Legal Ways to Beat SoCal Speed Limits

Chip Yost, KTLA News
November 20, 2008
LOS ANGELES -- If you've had it with lead-footed drivers paying no attention to the posted speed limits on your street, you may want to read the rest of this article before calling your city council representative to complain.
"People throw up their hands ... and say: 'We've complained about speed and what did you do? You increased the speed limit! That doesn't solve the problem,'" said Councilman Dennis Zine, recounting the numerous times he's confronted the issue.
Also, if you're one of those lead-footed drivers, you'll probably want to read the rest of this article before paying that ticket.

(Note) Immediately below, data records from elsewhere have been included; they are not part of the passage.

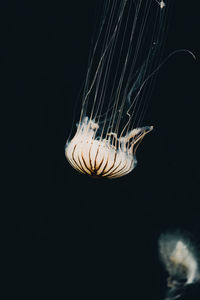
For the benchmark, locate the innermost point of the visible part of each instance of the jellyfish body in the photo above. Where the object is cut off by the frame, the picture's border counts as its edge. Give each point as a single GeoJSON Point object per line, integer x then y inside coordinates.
{"type": "Point", "coordinates": [181, 261]}
{"type": "Point", "coordinates": [119, 79]}
{"type": "Point", "coordinates": [103, 158]}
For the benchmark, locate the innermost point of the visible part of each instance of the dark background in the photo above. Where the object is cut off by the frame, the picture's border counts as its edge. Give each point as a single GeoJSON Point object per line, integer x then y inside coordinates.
{"type": "Point", "coordinates": [66, 235]}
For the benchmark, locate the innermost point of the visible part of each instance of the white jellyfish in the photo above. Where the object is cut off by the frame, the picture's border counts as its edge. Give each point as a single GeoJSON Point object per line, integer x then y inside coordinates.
{"type": "Point", "coordinates": [122, 67]}
{"type": "Point", "coordinates": [181, 260]}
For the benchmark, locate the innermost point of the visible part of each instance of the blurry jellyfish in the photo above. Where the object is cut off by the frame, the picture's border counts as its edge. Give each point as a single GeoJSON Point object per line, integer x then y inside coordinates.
{"type": "Point", "coordinates": [123, 63]}
{"type": "Point", "coordinates": [181, 260]}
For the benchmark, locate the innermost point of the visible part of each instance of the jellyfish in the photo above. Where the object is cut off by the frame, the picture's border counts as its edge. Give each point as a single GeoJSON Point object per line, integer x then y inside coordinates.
{"type": "Point", "coordinates": [179, 255]}
{"type": "Point", "coordinates": [125, 55]}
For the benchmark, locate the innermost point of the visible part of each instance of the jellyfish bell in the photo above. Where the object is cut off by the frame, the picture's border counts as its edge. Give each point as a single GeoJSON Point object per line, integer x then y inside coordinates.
{"type": "Point", "coordinates": [126, 52]}
{"type": "Point", "coordinates": [109, 157]}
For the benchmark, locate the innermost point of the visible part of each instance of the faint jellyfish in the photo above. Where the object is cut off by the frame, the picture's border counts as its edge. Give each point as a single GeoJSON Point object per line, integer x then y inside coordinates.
{"type": "Point", "coordinates": [181, 260]}
{"type": "Point", "coordinates": [124, 59]}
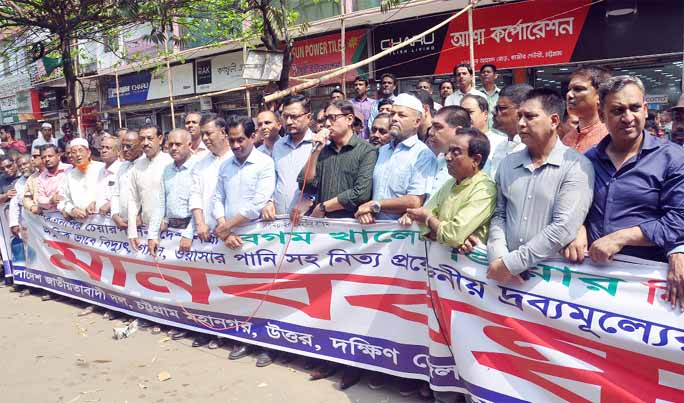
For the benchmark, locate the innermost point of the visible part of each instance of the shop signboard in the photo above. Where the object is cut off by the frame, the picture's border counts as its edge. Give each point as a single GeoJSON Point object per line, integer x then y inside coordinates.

"If you look at the statute and know a little bit - just a little bit - about the law, you have a chance of prevailing in your traffic ticket," said defense attorney Sherman Ellison, who specializes in fighting traffic tickets.
Both the speed limit and the speeding ticket are connected to California's speed trap laws.
Laws that say if cops are going to enforce speed limits using radar or laser guns, then those speed limits need to reflect the speed most people are driving.
In other words, if engineers go out to your street and find most of the cars are driving 42 miles per hour in a 35 mile per hour zone, then the speed limit needs to be raised.
That means, complaining about speeders on your street could back fire.
"Basically, if 85 percent of the cars are traveling at that speed, that's what they're going to post it at.
Other circumstances may come into play where they can reduce it, but normally, they'll go by that 85 percent factor," Councilman Zine said.
That's why when Councilman Zine asked LAPD to start using more radar on Wells Drive, the result was a proposal by the Los Angeles Department of Transportation to raise the speed limit from 30 miles per hour to 35 miles per hour.
The proposal has drawn protests from many people who think the whole system for setting speed limits needs to be changed.
"It's hard to believe it's from reasonably intelligent people responsible for transportation.
I mean, it's complete voodoo to think that by making something legal you've done away with the problem," said Stephen Box, a consultant to different neighborhood councils that have been fighting such speed limit increases.
Box is currently protesting speed limit increases being proposed for Wells Drive and a number of other city streets, and supports a change in state law that would set new rules on how speed limits are determined.
But like it or not, for now it's the law, and knowing a little bit about how it works could help you.
For instance, knowing that Victory Blvd. between Valley Circle Blvd. and Shoup Ave. has been surveyed, while the section of Victory Blvd. just east of Shoup Ave. has not, could help you get out of a ticket if a police officer using a radar or laser gun pulls you over for speeding on the section of the road that hasn't been surveyed.
List of Surveyed Roads

The court loses jurisdiction, the officer is incapable of testifying, and they cannot present evidence," defense attorney Ellison says. However, Ellison says the more common way to get out of a speeding ticket is to argue that the posted speed limit on a street that has been surveyed is wrong.
He says you do this by asking to see the speed survey data collected by city engineers and figuring out what the "critical speed" is - that is, the speed that 85 percent of cars traveling on a street are driving.
Ellison said on Laurel Canyon between Mulholland and Ventura Blvd., he's gotten about a half a dozen speeding tickets thrown out over the years by showing that the critical speed indicates that the posted speed limit should be 40 miles per hour, not 35 MPH as it is currently posted.
"The posted speed limit is illegal and they can't use radar or laser, and that has been time and time again...cases that have been dismissed in the courts based upon the speed limits have been too low," Ellison said.
Engineers at the Los Angeles Department of Transportation (LADOT) acknowledge that the critical speed on that section of Laurel Canyon is 40 miles per hour, but they argue that other factors such as limited visibility because of the many curves on the street and the lack of sidewalks make it appropriate - and legal - to keep the speed limit at 35 miles per hour.
Whatever the case, none of this means you can ignore with impunity the posted speed limits on city streets.
The law only says police can't use radar or laser guns to enforce speed limits on streets that haven't been surveyed.
Police can still use other methods - such as pacing - to determine your speed and give you a ticket.
As for the speed limit increase proposals on streets like Wells Drive, those are still in limbo.
Stephen Box wants the city to wait for a possible revision to state law that is being discussed before making the changes.
Councilman Zine also supports changing state laws, and today introduced a motion at city council supporting a review of how to improve the way speed limits are determined.